EMBRYONENSCHUTZ

Begriffe wie "therapeutisches Klonen", "Embryonenschutz", "Forschung mit Stammzellen" sind in Deutschland seit Monaten in aller Munde: Experten und Bürger äußern ihre Meinung zu einem der heikelsten Gebiete in der modernen Biologie. Anders in Tschechien: Dort hat bisher kein Politiker eine klare Stellung zu diesem Thema genommen und die meisten Bürger haben vom therapeutischen Klonen noch nie etwas gehört. Näheres von Daniela Kralova.

Mit ethischen Fragen, die aufgrund neuer Technologien auftauchen, setzt sich die tschechische Öffentlichkeit nur selten oder oberflächlich auseinander. Das ist im Falle der Debatte um den Embryonenschutz auch nicht anders. Die wissenschaftliche Kommunität in Tschechien begreift dennoch, dass die hiesige Gesellschaft um diese Fragen nicht herumkommt, wenn sich Tschechien auf dem Feld verschiedener Wissenschaften behaupten möchte. Deshalb veranstaltete die Karlsuniversität in Prag eine Konferenz zum Thema "Moderne Biologie", zu der sie eine Reihe von Experten aus Deutschland einlud.

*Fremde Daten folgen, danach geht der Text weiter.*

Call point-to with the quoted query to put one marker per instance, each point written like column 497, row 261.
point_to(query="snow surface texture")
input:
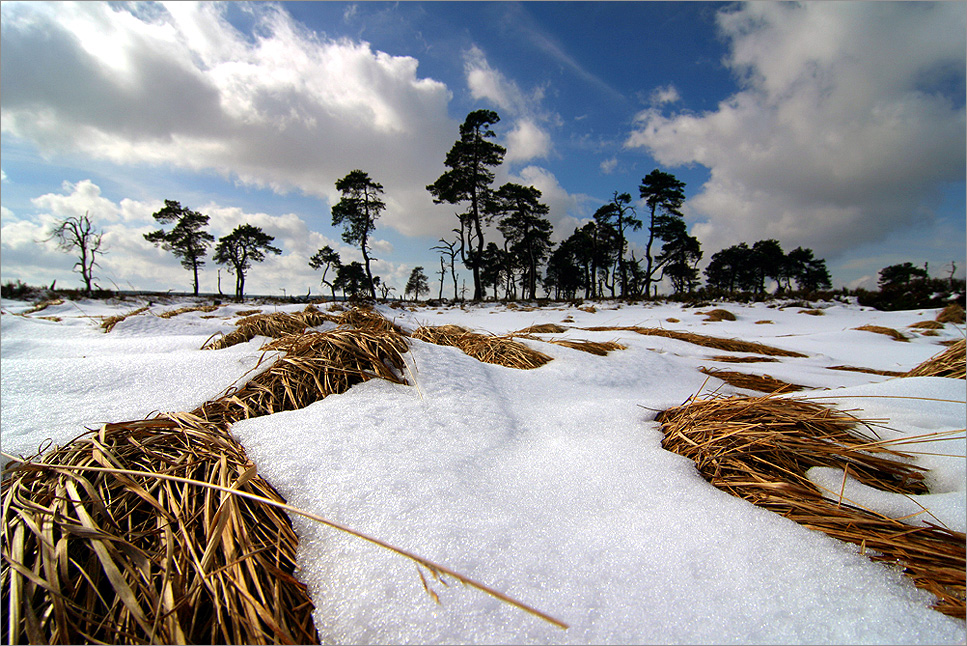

Wir fragten einen der Organisatoren der Konferenz, den Dekan der medizinischen Fakultät Professor Michal Andel, wieso nach ihm die tschechische Öffentlichkeit an den Fragen der Wissenschaftsethik weniger Interesse zeigt als zum Beispiel die deutsche:

"Ich glaube, dass jedes Thema, das mit einem möglichen Missbrauch von Genetik und Biologie zusammenhängt, in Deutschland sehr lebendig ist. Dort führte ein solcher Missbrauch während des 2. Weltkriegs zu "Monstertaten". Bei uns ist so etwas nie passiert und deshalb wurde diese Problematik in der Vergangenheit nicht diskutiert. Unsere Öffentlichkeit verbindet es eher mit einer Hoffnung: Die Stammzellenforschung könnte in der Zukunft der Heilung mancher Krankheiten wie Parkinson oder Diabetes helfen."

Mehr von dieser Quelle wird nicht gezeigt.